There are a few boutique products that are sold only in one store or the
other.
DNS is like that. We go to a root, just as we go to a supermarket, and
select the top level TLDs that we want - .com, .net, .org, etc...
If a new vendor comes along and has a new product, that new vendor has
to convince each supermarket manager to carry that new brand. Whether
that newcomer obtains a place on the shelves of most supermarkets
depends on both the efforts of the vendor and the acceptance by the
public. It's called "building brand recognition".

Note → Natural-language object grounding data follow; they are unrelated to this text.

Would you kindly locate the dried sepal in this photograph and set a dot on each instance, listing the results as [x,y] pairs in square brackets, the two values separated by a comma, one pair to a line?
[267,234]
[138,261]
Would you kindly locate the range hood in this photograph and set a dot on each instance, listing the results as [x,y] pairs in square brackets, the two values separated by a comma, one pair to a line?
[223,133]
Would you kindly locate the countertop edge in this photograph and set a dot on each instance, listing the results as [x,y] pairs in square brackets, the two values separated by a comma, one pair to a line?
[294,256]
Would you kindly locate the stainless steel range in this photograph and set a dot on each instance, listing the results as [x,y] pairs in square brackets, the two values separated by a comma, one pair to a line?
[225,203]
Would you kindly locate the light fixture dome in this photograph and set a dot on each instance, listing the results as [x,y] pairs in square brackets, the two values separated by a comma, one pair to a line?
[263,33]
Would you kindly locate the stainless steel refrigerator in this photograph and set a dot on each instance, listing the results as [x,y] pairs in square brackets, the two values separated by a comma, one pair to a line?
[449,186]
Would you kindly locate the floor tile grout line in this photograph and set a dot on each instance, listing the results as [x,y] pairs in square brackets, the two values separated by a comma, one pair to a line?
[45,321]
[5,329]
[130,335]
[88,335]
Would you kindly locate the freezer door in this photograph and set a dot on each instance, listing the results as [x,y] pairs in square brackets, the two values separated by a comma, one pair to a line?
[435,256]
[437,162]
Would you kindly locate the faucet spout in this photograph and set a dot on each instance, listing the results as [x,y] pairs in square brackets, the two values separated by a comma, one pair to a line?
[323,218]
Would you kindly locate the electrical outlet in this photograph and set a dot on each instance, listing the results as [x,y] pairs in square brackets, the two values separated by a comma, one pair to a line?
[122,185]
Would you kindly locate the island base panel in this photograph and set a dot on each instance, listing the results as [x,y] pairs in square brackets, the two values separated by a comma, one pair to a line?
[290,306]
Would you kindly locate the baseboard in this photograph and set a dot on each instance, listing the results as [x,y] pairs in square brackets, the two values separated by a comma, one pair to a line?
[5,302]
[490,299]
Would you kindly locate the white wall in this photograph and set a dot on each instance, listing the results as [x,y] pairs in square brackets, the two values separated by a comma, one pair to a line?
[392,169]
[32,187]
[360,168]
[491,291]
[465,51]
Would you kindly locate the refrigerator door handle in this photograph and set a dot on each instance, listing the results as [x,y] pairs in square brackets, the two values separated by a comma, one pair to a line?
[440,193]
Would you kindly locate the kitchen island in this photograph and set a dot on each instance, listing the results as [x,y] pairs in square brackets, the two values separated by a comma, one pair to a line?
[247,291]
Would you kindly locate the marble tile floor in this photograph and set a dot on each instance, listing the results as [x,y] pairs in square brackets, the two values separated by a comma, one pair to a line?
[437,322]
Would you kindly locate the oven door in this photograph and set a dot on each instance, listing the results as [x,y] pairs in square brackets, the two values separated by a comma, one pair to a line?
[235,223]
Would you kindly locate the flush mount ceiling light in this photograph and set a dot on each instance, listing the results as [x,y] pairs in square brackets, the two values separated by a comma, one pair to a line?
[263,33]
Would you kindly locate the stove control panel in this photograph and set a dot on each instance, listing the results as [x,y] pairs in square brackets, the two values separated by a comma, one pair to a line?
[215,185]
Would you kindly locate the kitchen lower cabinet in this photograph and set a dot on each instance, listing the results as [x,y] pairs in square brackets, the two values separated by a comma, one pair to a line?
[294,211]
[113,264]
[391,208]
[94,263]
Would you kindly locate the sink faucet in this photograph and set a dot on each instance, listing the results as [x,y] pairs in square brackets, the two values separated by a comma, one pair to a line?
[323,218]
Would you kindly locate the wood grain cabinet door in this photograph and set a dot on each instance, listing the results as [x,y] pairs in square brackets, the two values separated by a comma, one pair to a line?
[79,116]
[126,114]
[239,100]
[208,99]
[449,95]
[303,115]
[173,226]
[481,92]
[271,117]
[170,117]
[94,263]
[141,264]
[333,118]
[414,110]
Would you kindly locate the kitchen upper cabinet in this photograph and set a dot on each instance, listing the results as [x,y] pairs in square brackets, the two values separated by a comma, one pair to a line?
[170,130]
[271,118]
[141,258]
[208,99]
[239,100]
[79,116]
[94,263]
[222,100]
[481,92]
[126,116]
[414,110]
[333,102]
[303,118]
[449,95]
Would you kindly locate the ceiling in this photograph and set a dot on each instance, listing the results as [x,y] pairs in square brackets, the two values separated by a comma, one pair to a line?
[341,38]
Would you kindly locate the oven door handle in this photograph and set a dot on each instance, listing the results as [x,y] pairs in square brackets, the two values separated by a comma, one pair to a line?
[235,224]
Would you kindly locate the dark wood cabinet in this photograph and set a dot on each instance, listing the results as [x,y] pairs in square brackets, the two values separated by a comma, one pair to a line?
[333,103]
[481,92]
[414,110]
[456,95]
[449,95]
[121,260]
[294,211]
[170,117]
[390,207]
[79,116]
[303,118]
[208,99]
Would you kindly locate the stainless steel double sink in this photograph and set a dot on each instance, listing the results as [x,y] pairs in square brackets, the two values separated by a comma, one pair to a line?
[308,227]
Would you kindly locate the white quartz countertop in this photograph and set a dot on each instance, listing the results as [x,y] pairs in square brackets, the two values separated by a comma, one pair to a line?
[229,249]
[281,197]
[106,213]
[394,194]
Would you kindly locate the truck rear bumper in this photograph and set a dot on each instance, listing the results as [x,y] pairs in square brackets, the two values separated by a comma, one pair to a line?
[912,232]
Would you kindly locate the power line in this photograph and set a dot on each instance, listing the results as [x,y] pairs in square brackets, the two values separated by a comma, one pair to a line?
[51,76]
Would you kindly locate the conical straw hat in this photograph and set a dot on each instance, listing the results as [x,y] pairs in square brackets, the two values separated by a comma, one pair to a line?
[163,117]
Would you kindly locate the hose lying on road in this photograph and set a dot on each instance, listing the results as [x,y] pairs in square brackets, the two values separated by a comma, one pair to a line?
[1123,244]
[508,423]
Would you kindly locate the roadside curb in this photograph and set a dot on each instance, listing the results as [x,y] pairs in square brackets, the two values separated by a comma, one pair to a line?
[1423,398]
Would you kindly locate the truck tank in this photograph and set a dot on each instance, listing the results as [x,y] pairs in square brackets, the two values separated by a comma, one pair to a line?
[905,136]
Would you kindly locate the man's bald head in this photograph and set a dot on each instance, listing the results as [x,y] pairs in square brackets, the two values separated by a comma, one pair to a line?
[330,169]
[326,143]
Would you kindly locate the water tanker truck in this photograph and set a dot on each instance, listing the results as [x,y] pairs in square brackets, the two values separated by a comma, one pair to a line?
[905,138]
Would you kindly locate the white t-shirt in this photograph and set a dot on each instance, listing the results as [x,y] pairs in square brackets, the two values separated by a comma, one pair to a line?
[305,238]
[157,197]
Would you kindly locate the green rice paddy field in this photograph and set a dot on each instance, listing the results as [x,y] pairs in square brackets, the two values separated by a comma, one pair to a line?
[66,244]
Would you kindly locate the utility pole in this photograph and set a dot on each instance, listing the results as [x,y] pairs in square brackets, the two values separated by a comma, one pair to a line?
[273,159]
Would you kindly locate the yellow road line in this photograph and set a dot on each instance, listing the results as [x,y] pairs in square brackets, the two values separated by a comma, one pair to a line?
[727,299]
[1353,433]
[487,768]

If there is a vendor of a brand, let's call it "Coca Cola", has built
its brand and some newcomer comes along and tries to label its products
as "Coca Cola" there are mechanism in the existing legal system to deal
with the issue. The supermarkets need not be involved and there is no
ned of some global authority over supermarkets to supplant the workings
of the trademark enforcement system.
The same thing can occur in DNS. However, it is ICANN's position that
there must be exactly one supermarket.
Were we to recognize the fallacy of that dogma we would see that nearly
every aspect of internet governance done under the ICANN banner is work
that is not needed, is excessive regulation, anti-competitive, and
duplicative of the existing legal system.
You mentioned ENUM - apart from the fact that a lot of VOIP telephone
numbers contain no numbers at all but, rather look like email addresses
- ENUM does not seem to be taking off.
Most of the effort to administer ENUM will be a front-end effort to
establish the delegations to the countries. After that point it will
require minimal maintenance on a daily basis and the workload will move
to the national and local provider levels. And that will require a
number of people with a lot of computer assistance. It will also
require a huge troubleshooting staff: regular expressions are hard even
for experienced people; they can become a nightmare and a source of
many, many operational problems.
There are other matters - IP address allocation requires a few smart
people. The RIRs have a good handle on this. Right now ICANN's
(actually IANA's) IP address policy can be described as "when a RIR
asks, ICANN/IANA grants". That layer can be eliminated and left to the
good efforts of the RIRs working together (which they do rather well
already.)
IP protocol parameters, another IANA job, is largely simply assigning
the next number in sequence. There are some more intricate allocations
that do require some thought, but the IETF has created a system of
experts to help out with that. All in all we can figure that protocol
number assignments can be done by a handful of people. And it is a job
without political overtones.
The job of recognizing ccTLDs is something that is akin to recognition
of what and who is a sovereign. That's something that is highly
political. ICANN has done a bang-up job on that - recognizing, for
example, a purported ccTLD operator on the basis of a handwritten
document on an otherwise blank sheet of paper, and bearing an
unauthenticated signature of an unknown person.
As for non-ccTLDs: That can be readily mechanized by creating an
inexpensive and very lightweight system of applications that requires
the applicant to promise to adhere to widely accepted and used written
internet technical standards. If they so promise, their application is
accepted and they enter either an auction or lottery to compete with
other applications for some number of TLD slots that are made available
on a periodic basis (I've suggested 10,000 a year, or one million over a
century, but even if it were 1/200th of that, or about one per week it
would be a vast improvement over the current stasis.)
I hope that this answers some of your questions.
Certainly what we have seen to date is massively bloated over what is
needed. That is the result of the capture of the existing bodies of
internet governance and their transformation from internet governance
into bodies that protect incumbent industrial interests.